A Secret of Hakusan-Shin


When I was watching TV before leaving home for work, a news report of a typhoon came in. Seeing the report, I felt concerned about a typhoon which was supposed to come to Japan around October.

  • concerned 心配して
  • be supposed to~ 〜するとされている

Typhoons coming from this year on are dangerous. Three big typhoons, probably, will come between late in September and October. One of them will instill the kind of fear of nature that Japanese people today have never felt before. That I feel concerned about it means that the typhoon has already occurred in a different dimension to cause a lot of damage and I’m beginning to sense the fear of people. I’m beginning to feel that huge typhoons are coming to Japan within four to five years again and again.

  • instill 植え付ける
  • occur 起こる
  • dimension 次元

To stop this from being projected onto this World of Reality, it is important that Japanese people should remind themselves of gratitude in everyday life. Spiritual magnetism of gratitude moves holy spirits. Amaterasu-oho-mi-kami (天照太御神)in Ise(伊勢), the guardian God of Japan, will try to protect us by preventing the typhoon from occurring in the World of Reality. People in foreign countries also have to remind themselves of gratitude in their own country or region to move local holy spirits.

  • project 投影する
  • remind oneself of A Aを想起する
  • gratitude 感謝の気持ち
  • magnetism 磁気

Every country has its own guardian god, who could be called Great Mother. These gods are connected with each other by a spiritual network. Such gods often reside in huge mountains in each country with their top covered with snow. It is in Japan that the god at the top of the network exists. This is Hakusan-shin(白山神). Hakusan-shin is a spiritual being of level 11 and has both maternal and paternal characteristics.

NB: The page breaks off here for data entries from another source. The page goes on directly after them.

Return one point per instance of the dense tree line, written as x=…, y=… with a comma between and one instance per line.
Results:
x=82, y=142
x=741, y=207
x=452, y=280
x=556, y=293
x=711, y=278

Amaterasu-oho-mi-kami is a spiritual being of level 10 and she is a gentle god who tries to protect Japanese people as a local deity, while Hakusan-shin is a global-scale holy spirit and so there is something indifferent about Hakusan-shin toward the Japanese.

  • connect 結びつける
  • each other お互い
  • reside 住む
  • materna 母性の
  • paternal 父性の
  • characteristic 特徴
  • gentle 優しい
  • deity 神
  • indifferent 冷淡な

Seeing Mt.Hakusan from a distance, I often see foreign mountains, such as Kailash and the Rocky Mountains, and Mt. Hakusan are overlapping each other. There is a global spiritual atmosphere about Mt. Hakusan as if I felt it in a foreign country. Mt. Hakusan is called “Shirayama” by local people. I think this is because it used to attract foreign people from around the world in ancient times. The sound of “shira” makes reminds me of a certain Chinese tribe, which means that it was actually an international mountain.

  • from a distance 遠くから
  • overlap 重なり合う
  • atmosphere 雰囲気
  • attract 引きつける
  • ancient times 古代
  • remind 思い出させる
  • tribe 不足

People are troubled and unsettled in mind. Children also have their problems in their own small world. Adults might think their problems are nothing. But they might be a problem of life and death for the children. Ms. A is grieving for not having a baby, while Ms. B is worrying about how to raise her child and thinking of abandoning her. Both the rich and the poor are always worrying about something. If you cannot be grateful right now for the present situations, you can never be grateful forever. If each of you begins to feel grateful for the present situations in your own small universe, you can prevent natural disasters and change the world.

  • unsettled 落ち着かない
  • grieve 嘆く
  • abandon 捨てる
  • the present situations 現状
  • grateful 感謝して
  • prevent 防ぐ
  • disaster 災害

生かして頂いて ありがとう御座位ます

I Ka Shi Te I Ta Da I Te  A Ri Ga To U Go Za I Ma Su

Thank you so much for keeping me/us alive.